The Food Lover’s Companion is the definitive reference book on food, drink and culinary terms, and a must-have for any serious foodie. From abalone to zwieback, this intrepid encyclopedia of all things edible is packed with over 6,000 cross-referenced definitions and descriptions to exponentially up your food IQ.
Wanna know how many sliced parsnips make a full pound? Need to explain the difference between white, blond and brown roux? Weighing the benefits of a manual ice cream maker versus an electric one? You’ll find your answers in the Companion. Spend some quality time between its covers, and you’ll soon know your ass from your asafetida. (The latter, by the way, is a flavoring obtained from a giant fennel-like plant that grows in Iran and India. It’s used particularly in Indian cuisine and can be found in powdered or lump form at many Indian markets. Asafetida has a strong, garlicky smell and should be used sparingly. I know this because I looked it up. In the Food Lover’s Companion.)

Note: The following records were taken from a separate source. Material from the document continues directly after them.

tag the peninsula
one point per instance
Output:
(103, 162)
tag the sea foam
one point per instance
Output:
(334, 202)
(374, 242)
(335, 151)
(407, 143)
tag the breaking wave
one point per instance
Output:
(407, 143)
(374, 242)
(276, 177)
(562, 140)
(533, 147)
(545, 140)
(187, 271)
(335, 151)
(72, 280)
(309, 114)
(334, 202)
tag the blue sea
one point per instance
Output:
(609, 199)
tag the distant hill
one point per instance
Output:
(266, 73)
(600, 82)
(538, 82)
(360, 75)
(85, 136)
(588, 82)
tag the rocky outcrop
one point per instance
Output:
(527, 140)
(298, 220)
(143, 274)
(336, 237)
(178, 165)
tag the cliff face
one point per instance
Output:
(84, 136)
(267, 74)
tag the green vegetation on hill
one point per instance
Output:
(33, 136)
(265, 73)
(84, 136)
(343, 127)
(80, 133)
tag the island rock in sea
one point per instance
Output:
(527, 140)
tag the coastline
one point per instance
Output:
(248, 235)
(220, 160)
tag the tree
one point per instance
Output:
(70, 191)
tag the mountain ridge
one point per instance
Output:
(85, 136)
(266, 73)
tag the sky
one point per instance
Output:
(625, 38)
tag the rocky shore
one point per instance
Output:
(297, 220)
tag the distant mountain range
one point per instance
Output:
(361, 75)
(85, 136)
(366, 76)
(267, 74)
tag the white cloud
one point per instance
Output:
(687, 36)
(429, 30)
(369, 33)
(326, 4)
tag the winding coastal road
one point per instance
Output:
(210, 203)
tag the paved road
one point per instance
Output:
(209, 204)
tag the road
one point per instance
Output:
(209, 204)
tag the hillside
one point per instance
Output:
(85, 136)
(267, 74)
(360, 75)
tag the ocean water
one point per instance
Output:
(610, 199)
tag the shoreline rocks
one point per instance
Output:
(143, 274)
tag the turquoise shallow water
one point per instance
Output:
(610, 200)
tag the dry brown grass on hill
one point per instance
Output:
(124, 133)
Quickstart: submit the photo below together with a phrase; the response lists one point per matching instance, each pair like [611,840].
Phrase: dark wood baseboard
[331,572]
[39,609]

My own copy of the Companion is now worn and tattered and slightly gummy from years of atmospheric kitchen grease. I take it with me sometimes on my culinary adventures, and I refer to it often — especially for the wealth of information stuffed into the appendices: conversion formulas and substitution suggestions, a guide to food labels and additives, a pasta glossary, illustrated meat charts and even a hand test for grilling temperatures.
The Food Lover’s Companion, now in its Fifth Hardcover Edition, was edited by Sharon Tyler Herbst and Ron Herbst and is available on Amazon.com for about thirty bucks. Get your hands on a copy and I guarantee you’ll soon be a more confident and knowledgeable eater. And if you read your Companion from cover to cover, you’ll become a true culinary genius — someone who’s able to one day go on Jeopardy and lean into the microphone and say in a loud, clear voice:
“I’ll take ’Food and Drink‘ for eight hundred please, Alex.”